Der Samstag begrüsste uns mit blauem Himmel, Sonne und einem umwerfenden Bergpanorama in Richtung Kurfirsten. Der Gastraum der Spitzmeilenhütte kann ohne Zweifel mit einem der schönsten Ausblicke aufwarten, den ich je gesehen habe. Nach dem aussichtsreichen Frühstück gab es dann nochmals Theorie (Fazit: Neuschnee, Triebschnee, Altschnee - alles ein Problem), bevor wir uns trotz der - wie wir festgestellt hatten - erheblichen Lawinengefahr zur Umrundung des Spitzmeilen aufmachten. Der Neuschnee glitzerte in der Sonne und es war ein tolles Gefühl, zu den Ersten zu gehören, die Spuren in der unberührten Landschaft hinterliessen. Schnell war aber auch klar, dass es ziemlich anstrengend war, sich in den Schneeschuhen durch den teilweise knietiefen Schnee zu kämpfen, insbesondere wenn man als Vorderster der Gruppe spuren musste.
Unterwegs setzten wir zudem das in der Theorie Gelernte in die Praxis um, zum Beispiel bei der Messung der Hangneigung (Fazit: Ich hätte in Geometrie besser aufpassen sollen). Am Nachmittag erreichten wir den Wissmeilen, von wo wir - zum wiederholten Mal an diesem Tag - die Rundumsicht auf die nahen und fernen Berggipfel genossen. Danach ging es abwärts: Teilweise auf dem Hosenboden rutschten wir den steilen Hang des Wissmeilen hinunter und zerstörten den bisher kaum befahrenen Neuschnee nachhaltig für alle Tourenskifahren, die zu spät aufgestanden waren.
Kurz vor der Hütte übten wir dann noch die Verschüttetensuche, indem wir nach dem LVS suchten, das Hans in einem seiner Handschuhe vergraben hatte (Fazit: Die Überlebenschancen des Handschuhs wären ganz gut gewesen). Am späten Nachmittag erreichten wir wieder die Spitzmeilenhütte, die im Gegensatz zum Vortag bis auf den letzten Platz ausgebucht war. Nach Apéro und Abendessen krochen wir schon bald erschöpft in unsere Betten. In der Nacht war ich vor allem damit beschäftigt, das Fenster zu schliessen, das sich wie von Geisterhand zu öffnen schien, jedesmal wenn ich kurz wegdöste. Wenigstens verpasste ich so den nächtlichen Sternenhimmel nicht: Direkt über dem markanten Gipfel des Spitzmeilen war Orion zu sehen.
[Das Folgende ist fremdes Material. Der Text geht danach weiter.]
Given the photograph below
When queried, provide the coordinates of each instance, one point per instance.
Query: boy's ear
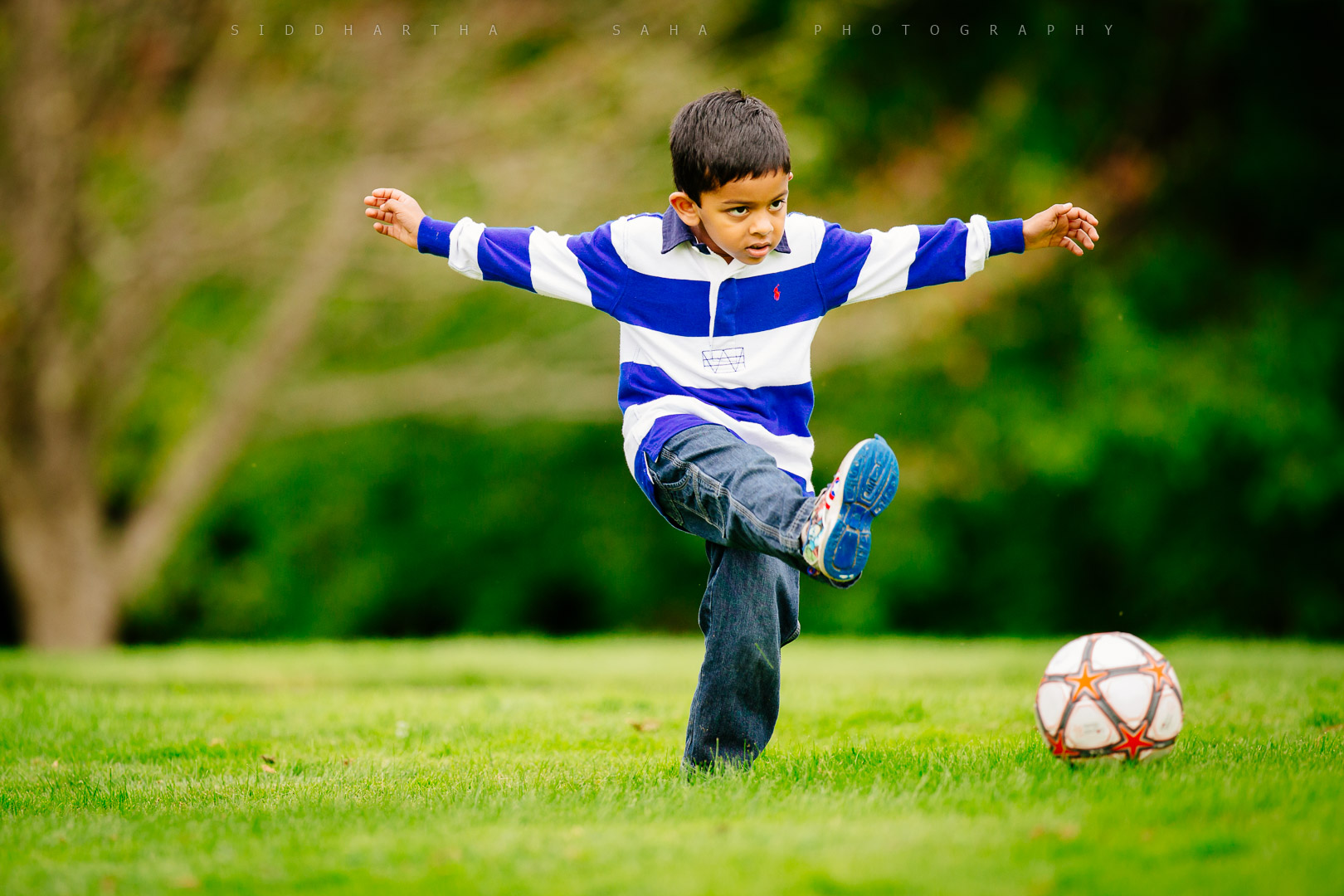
(686, 210)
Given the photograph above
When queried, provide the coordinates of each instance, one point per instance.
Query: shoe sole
(869, 486)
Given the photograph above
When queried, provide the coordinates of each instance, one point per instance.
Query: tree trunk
(54, 546)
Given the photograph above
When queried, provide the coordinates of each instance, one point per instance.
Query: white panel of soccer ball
(1109, 694)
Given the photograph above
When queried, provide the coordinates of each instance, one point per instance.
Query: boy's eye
(777, 202)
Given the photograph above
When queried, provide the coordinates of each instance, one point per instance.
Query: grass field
(509, 766)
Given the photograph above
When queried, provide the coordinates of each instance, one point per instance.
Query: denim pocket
(700, 499)
(665, 494)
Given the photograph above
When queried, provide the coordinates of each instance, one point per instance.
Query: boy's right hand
(398, 215)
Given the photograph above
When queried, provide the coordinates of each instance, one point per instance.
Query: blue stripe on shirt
(503, 256)
(839, 261)
(782, 410)
(665, 304)
(1007, 236)
(747, 304)
(941, 257)
(602, 268)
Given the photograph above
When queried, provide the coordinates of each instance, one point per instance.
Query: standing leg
(750, 609)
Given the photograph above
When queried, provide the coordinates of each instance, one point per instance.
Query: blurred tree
(74, 74)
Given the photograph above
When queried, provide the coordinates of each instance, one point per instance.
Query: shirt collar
(676, 232)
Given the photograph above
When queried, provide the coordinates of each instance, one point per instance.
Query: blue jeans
(750, 514)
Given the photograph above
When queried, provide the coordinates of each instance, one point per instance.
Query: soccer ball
(1109, 694)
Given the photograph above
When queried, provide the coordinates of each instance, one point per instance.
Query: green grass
(509, 766)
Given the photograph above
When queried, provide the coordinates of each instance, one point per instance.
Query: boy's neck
(698, 229)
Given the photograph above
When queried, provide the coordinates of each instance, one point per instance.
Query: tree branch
(201, 458)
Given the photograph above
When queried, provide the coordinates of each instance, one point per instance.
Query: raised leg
(750, 609)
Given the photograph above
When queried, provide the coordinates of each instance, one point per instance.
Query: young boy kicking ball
(718, 299)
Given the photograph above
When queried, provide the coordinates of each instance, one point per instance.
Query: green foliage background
(1144, 438)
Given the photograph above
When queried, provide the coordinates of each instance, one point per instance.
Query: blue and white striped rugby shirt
(707, 340)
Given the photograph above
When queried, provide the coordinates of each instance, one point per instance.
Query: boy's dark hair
(723, 136)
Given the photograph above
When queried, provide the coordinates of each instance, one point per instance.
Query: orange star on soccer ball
(1133, 743)
(1083, 681)
(1057, 744)
(1159, 668)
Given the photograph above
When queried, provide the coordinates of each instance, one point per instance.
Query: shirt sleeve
(854, 268)
(583, 268)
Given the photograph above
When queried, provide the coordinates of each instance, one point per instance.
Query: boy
(718, 299)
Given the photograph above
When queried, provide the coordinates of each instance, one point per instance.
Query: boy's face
(743, 214)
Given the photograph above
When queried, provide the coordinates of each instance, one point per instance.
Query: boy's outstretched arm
(855, 268)
(583, 269)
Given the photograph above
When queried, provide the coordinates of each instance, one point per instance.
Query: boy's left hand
(1060, 226)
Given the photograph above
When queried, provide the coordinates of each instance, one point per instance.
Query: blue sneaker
(835, 544)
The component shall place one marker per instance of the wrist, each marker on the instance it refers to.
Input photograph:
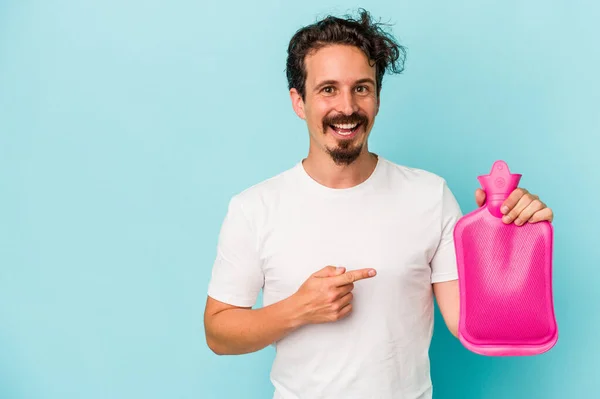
(293, 312)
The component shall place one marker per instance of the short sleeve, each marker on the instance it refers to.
(443, 263)
(237, 276)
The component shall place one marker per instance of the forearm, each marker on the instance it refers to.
(238, 331)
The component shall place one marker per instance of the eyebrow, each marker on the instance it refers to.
(333, 82)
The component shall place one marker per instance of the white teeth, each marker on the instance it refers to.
(346, 126)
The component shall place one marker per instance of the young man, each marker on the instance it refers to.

Am Sonntag hatte sich die Lawinengefahr wieder auf mässig herabgestuft und wir verabschiedeten uns von der komfortablen Spitzmeilenhütte. Ziel der letzten Tour an diesem Wochenende war der Erdisgulmen. Auf der Karte und von Weitem sahen dessen Hänge gar nicht so steil aus - von Nahem entwickelte sich der Aufstieg im lockeren Neuschnee zu einer rutschigen Herausforderung, die gut die Grenzen der Schneeschuhe aufzeigte. Ein kalter Wind, der über den Grat fegte, verhinderte dann auch noch, dass wir unseren Triumph lange geniessen konnten, als wir den Gipfel endlich erreichten. Schnell machten wir auf in Richtung Maschgenkamm und spätestens als wir die bevölkerten Skipisten überqueren mussten, war klar, dass die Zivilisation uns wieder hatte. Nach einem letzten kurzen Aufstieg kamen wir bei der Bergstation auf dem Maschgenkamm an und anders als zwei Tage zuvor, konnten wir unser Abschlussbier bei Sonne und blauem Himmel auf der Terrasse des Restaurants geniessen.
Wanderinfos:
- Gewandert: Freitag/Samstag/Sonntag, 17./18./19. Februar 2017
- Route: Maschgenkamm - Panüöl - Fursch - Spitzmeilenhütte (Freitag); Spitzmeilenhütte - Schönegg - Schönbüelfurggel - Wissmeilen - Spitzmeilenhütte (Samtag); Spitzmeilenhütte - Erdisgulmen - Hoch Camatsch - Zigerfurgglen - Maschgenkamm (Sonntag)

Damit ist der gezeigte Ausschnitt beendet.